Non poteva essere un caso che quel suo nuovo sé fosse uscito allo scoperto proprio ora che Cadmus era morto. Il vecchio regime era finito. Le sue regole, le sue ipocrisie, le sue limitazioni appartenevano al passato, adesso. Era tempo che qualcosa di nuovo si mostrasse, imprimendo nel mondo le sue visioni. E quel qualcosa si stava muovendo dentro di lui — in fondo a lui — cullando i suoi sensi con la gioia che sarebbe venuta quando, finalmente, si fosse rivelato.
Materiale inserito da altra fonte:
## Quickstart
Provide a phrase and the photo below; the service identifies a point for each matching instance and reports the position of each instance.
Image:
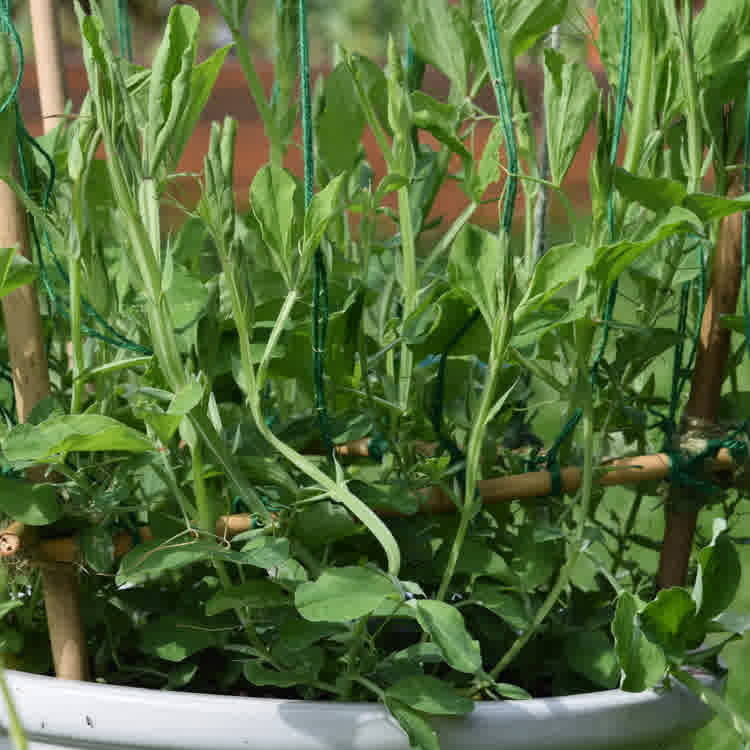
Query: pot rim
(96, 715)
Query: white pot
(61, 715)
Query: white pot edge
(61, 714)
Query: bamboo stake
(49, 62)
(705, 389)
(13, 541)
(28, 359)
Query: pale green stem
(337, 492)
(474, 448)
(15, 729)
(76, 338)
(643, 104)
(447, 239)
(715, 702)
(206, 514)
(409, 275)
(259, 96)
(688, 76)
(587, 483)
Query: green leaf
(324, 523)
(257, 593)
(439, 35)
(7, 116)
(323, 207)
(511, 692)
(560, 265)
(176, 637)
(15, 270)
(655, 193)
(297, 635)
(421, 735)
(8, 606)
(719, 573)
(278, 206)
(202, 80)
(11, 640)
(721, 38)
(612, 260)
(524, 22)
(340, 122)
(187, 298)
(570, 100)
(475, 259)
(488, 170)
(169, 86)
(642, 662)
(439, 119)
(445, 625)
(430, 696)
(32, 504)
(266, 552)
(97, 549)
(187, 398)
(477, 559)
(660, 194)
(670, 621)
(344, 594)
(505, 604)
(714, 207)
(151, 559)
(256, 674)
(181, 675)
(75, 432)
(591, 654)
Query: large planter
(61, 715)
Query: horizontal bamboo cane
(14, 540)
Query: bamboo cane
(705, 389)
(29, 362)
(49, 62)
(13, 540)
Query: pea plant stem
(471, 501)
(76, 338)
(409, 298)
(715, 702)
(258, 94)
(337, 491)
(577, 543)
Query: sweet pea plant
(233, 340)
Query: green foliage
(453, 359)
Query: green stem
(351, 655)
(498, 346)
(409, 276)
(206, 514)
(373, 121)
(16, 730)
(644, 100)
(715, 702)
(337, 492)
(76, 338)
(259, 96)
(587, 484)
(688, 76)
(372, 687)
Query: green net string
(745, 185)
(320, 280)
(506, 123)
(30, 175)
(124, 43)
(551, 460)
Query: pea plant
(203, 442)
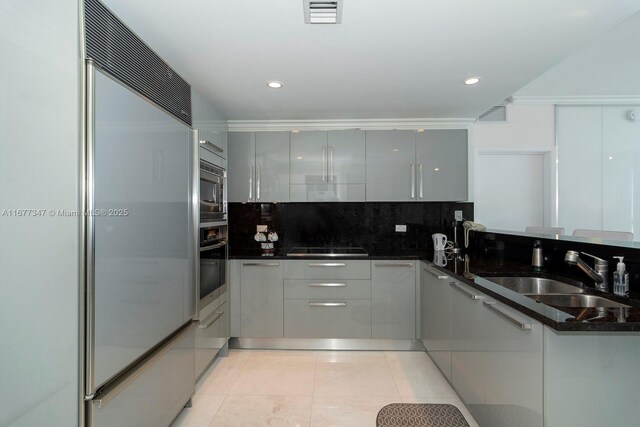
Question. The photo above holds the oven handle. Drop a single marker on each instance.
(216, 246)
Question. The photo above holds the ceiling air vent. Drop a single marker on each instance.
(322, 12)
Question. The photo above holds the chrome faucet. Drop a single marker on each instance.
(599, 274)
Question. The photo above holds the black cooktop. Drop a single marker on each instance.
(327, 251)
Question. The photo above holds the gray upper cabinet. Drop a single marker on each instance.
(391, 163)
(404, 165)
(258, 167)
(242, 159)
(442, 165)
(328, 166)
(393, 300)
(272, 167)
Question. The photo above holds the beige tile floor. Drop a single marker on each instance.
(313, 388)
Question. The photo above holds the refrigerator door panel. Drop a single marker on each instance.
(143, 260)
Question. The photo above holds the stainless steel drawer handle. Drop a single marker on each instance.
(394, 264)
(261, 264)
(327, 285)
(328, 264)
(435, 273)
(327, 304)
(517, 322)
(465, 291)
(210, 319)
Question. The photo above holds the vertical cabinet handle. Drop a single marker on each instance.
(331, 177)
(324, 164)
(421, 182)
(413, 181)
(258, 182)
(250, 183)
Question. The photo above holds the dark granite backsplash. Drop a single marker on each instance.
(520, 248)
(367, 224)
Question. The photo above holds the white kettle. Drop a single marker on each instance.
(439, 241)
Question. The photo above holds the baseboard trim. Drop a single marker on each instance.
(324, 344)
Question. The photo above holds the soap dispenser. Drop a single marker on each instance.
(621, 279)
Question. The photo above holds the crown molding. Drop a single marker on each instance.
(578, 100)
(363, 124)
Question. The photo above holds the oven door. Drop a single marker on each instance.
(213, 272)
(212, 203)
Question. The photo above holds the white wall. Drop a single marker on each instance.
(39, 158)
(528, 127)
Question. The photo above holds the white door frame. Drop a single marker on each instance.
(550, 156)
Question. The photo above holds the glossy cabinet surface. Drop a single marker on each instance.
(240, 174)
(391, 163)
(258, 167)
(441, 157)
(261, 299)
(272, 167)
(393, 297)
(497, 360)
(328, 166)
(435, 307)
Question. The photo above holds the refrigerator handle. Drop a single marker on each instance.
(88, 230)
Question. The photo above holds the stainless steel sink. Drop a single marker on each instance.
(575, 300)
(535, 285)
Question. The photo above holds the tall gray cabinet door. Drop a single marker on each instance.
(261, 299)
(309, 157)
(391, 163)
(346, 157)
(442, 165)
(272, 167)
(393, 297)
(435, 307)
(241, 150)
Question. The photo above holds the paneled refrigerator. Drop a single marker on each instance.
(140, 230)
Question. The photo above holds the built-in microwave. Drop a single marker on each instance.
(213, 258)
(213, 203)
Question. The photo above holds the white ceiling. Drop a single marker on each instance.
(609, 66)
(388, 59)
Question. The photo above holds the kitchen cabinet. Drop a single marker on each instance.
(327, 299)
(441, 157)
(390, 163)
(496, 360)
(393, 299)
(258, 167)
(435, 308)
(404, 165)
(327, 166)
(261, 299)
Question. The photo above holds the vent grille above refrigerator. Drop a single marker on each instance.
(322, 12)
(118, 51)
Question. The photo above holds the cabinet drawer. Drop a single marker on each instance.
(327, 269)
(311, 318)
(332, 289)
(154, 393)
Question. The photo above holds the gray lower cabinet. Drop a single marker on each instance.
(496, 360)
(393, 299)
(441, 158)
(258, 167)
(261, 299)
(435, 308)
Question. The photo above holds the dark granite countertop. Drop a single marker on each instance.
(477, 271)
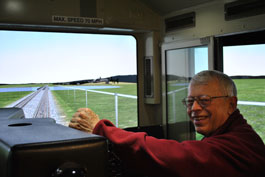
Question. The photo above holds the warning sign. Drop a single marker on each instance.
(77, 20)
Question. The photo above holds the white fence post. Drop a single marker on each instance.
(116, 110)
(86, 98)
(74, 95)
(174, 105)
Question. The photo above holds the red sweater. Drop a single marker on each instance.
(232, 150)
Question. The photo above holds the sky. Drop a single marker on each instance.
(244, 60)
(44, 57)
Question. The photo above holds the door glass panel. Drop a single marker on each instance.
(181, 66)
(245, 65)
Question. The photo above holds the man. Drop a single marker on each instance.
(230, 146)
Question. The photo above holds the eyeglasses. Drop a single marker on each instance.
(203, 100)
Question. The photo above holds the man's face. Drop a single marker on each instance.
(207, 119)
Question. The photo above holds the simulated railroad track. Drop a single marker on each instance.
(37, 104)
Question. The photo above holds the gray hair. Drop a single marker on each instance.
(227, 84)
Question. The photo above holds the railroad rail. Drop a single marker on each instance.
(42, 109)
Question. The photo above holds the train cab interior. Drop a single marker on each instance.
(175, 39)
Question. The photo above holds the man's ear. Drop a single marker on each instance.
(233, 104)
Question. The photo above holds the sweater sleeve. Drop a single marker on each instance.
(159, 157)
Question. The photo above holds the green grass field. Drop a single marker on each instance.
(102, 104)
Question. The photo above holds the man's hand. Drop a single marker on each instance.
(84, 119)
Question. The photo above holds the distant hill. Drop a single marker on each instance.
(247, 77)
(124, 78)
(118, 78)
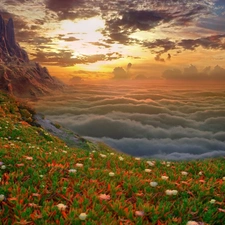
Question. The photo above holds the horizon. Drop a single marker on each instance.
(174, 40)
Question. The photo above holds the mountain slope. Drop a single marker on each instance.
(18, 75)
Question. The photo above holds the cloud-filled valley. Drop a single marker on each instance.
(146, 120)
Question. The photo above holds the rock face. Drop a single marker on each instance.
(18, 75)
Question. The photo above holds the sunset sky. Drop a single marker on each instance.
(89, 38)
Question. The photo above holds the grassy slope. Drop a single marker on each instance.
(35, 178)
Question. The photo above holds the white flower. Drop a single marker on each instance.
(2, 197)
(72, 170)
(82, 216)
(3, 167)
(153, 184)
(111, 174)
(164, 177)
(184, 173)
(61, 206)
(151, 163)
(79, 165)
(192, 223)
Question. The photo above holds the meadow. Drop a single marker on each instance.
(43, 181)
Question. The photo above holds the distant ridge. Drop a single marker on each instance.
(18, 75)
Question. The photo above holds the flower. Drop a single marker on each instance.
(104, 197)
(82, 216)
(174, 192)
(29, 158)
(72, 170)
(184, 173)
(61, 206)
(3, 167)
(139, 213)
(111, 174)
(153, 184)
(164, 177)
(191, 223)
(2, 197)
(151, 163)
(79, 165)
(168, 192)
(212, 201)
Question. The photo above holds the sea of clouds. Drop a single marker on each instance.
(165, 120)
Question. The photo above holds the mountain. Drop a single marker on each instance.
(18, 75)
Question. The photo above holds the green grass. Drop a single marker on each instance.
(35, 178)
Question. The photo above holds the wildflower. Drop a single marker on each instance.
(151, 163)
(61, 206)
(153, 184)
(164, 177)
(174, 192)
(168, 192)
(79, 165)
(72, 170)
(139, 213)
(192, 223)
(184, 173)
(29, 158)
(2, 197)
(104, 197)
(103, 156)
(3, 167)
(111, 174)
(82, 216)
(212, 201)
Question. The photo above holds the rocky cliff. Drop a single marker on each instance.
(18, 75)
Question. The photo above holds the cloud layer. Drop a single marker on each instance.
(160, 121)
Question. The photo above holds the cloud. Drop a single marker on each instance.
(177, 123)
(192, 73)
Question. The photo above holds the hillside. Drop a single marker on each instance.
(42, 181)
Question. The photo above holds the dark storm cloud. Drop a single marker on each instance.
(212, 42)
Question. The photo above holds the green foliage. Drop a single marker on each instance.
(40, 172)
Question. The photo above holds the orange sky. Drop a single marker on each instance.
(90, 38)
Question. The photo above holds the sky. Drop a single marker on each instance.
(129, 39)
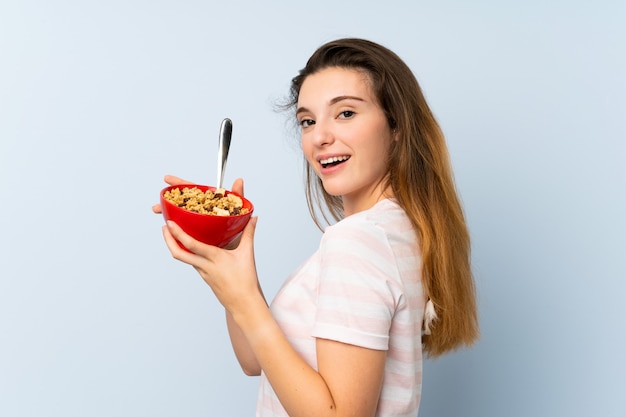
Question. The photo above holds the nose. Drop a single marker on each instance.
(322, 134)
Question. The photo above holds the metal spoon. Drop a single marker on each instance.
(226, 131)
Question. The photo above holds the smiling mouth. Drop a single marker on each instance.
(335, 160)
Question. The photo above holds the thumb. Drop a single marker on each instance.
(247, 237)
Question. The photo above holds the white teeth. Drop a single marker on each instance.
(334, 159)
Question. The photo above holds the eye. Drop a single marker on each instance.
(306, 122)
(346, 114)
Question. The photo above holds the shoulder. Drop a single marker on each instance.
(383, 220)
(376, 230)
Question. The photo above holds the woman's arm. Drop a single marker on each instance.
(241, 347)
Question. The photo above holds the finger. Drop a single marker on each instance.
(194, 246)
(174, 180)
(238, 186)
(247, 237)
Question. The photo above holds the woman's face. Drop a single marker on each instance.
(345, 136)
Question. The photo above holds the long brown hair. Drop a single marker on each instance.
(420, 175)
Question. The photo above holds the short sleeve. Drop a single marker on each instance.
(358, 290)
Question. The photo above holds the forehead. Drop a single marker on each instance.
(333, 82)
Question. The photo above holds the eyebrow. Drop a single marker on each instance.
(332, 101)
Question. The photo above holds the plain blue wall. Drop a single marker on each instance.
(98, 100)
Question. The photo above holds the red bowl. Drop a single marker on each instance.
(209, 229)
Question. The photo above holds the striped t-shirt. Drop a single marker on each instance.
(360, 287)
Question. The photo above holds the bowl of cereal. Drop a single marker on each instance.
(214, 216)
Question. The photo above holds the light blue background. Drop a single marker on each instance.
(98, 100)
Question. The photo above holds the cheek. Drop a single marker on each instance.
(307, 151)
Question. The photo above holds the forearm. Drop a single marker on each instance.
(300, 388)
(241, 347)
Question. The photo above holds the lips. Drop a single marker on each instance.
(333, 160)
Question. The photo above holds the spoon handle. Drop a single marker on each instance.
(226, 131)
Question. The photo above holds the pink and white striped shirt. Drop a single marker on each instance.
(362, 287)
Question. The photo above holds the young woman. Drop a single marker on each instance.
(391, 279)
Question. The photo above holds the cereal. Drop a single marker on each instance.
(215, 203)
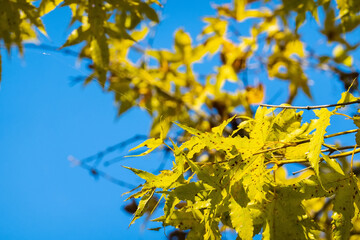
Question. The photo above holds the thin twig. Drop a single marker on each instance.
(310, 107)
(98, 173)
(292, 144)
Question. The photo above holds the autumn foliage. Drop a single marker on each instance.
(231, 157)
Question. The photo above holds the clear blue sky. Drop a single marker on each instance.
(43, 120)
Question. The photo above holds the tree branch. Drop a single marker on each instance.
(310, 107)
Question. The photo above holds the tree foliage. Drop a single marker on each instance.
(230, 160)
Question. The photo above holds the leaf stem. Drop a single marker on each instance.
(310, 107)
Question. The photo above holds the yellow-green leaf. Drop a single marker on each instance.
(151, 144)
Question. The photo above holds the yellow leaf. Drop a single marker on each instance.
(255, 95)
(151, 144)
(333, 164)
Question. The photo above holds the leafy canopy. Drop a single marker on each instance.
(229, 169)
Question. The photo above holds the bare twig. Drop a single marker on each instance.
(98, 173)
(310, 107)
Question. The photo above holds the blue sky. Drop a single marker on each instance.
(44, 120)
Certo, c’era ancora una parte di lui che tremava a quella prospettiva. Ogni trasfigurazione era una sorta di morte; la morte di quello che era stato, necessaria a fare spazio a ciò che sarebbe venuto. Comunque Garrison sapeva che non avrebbe perso niente di importante. L’uomo che tutti avevano conosciuto come Ganison Geary era stato un’invenzione; aveva imparato — soprattutto da Cadmus — come presentare alla gente un’apparenza pacata e civile per distrarre l’attenzione dai suoi veri scopi. Abbastanza ingenuamente, Garrison aveva creduto che quegli scopi fossero identici a quelli del suo mentore: la prosperità della famiglia, l’accrescimento di influenza e potere.

Ma adesso sapeva che le cose non stavano così; e quale palcoscenico migliore per raggiungere quella consapevolezza del luogo in cui aveva sempre mostrato il suo volto più autentico? Sì, lo aveva mostrato ma non era stato visto perché le sue sole testimoni non avevano mai avuto il permesso di aprire gli occhi?

Forse era tempo che qualcuno lo vedesse. Appoggiò il bicchiere di brandy, si alzò dalla poltrona e raggiunse il letto. La donna era ancora immobile. Garrison le fece scivolare le mani sotto il corpo e la voltò sul dorso. Poi si inginocchiò e le posò una mano sullo stomaco.

“Il gioco è finito…” disse.

Lei non si mosse. Garrison le spostò la mano dallo stomaco al seno.

“Riesco a sentire il tuo cuore”, continuò. “Sei molto brava in quello che fai, ma riesco sempre sentire il tuo cuore.” Si chinò su di lei. “Apri gli occhi.” Le pizzicò un capezzolo. “Smettila di fare la morta. Ho deciso di resuscitarti.”

Melodie corrugò impercettibilmente la fronte.

“Sei stata fantastica”, disse Garrison, “sul serio. Molto convincente. Ma non ho più voglia di giocare.”

Lei aprì gli occhi.

“Castani”, osservò lui. “Hai gli occhi castani. Pensavo che fossero azzurri.”

“Hai finito con me?” domandò la donna. Aveva la voce leggermente strascicata. Forse riusciva a fare il cadavere così bene grazie alla droga.

“Avrò finito con te quando ti dirò che ho finito con te”, rispose Garrison, “non prima.”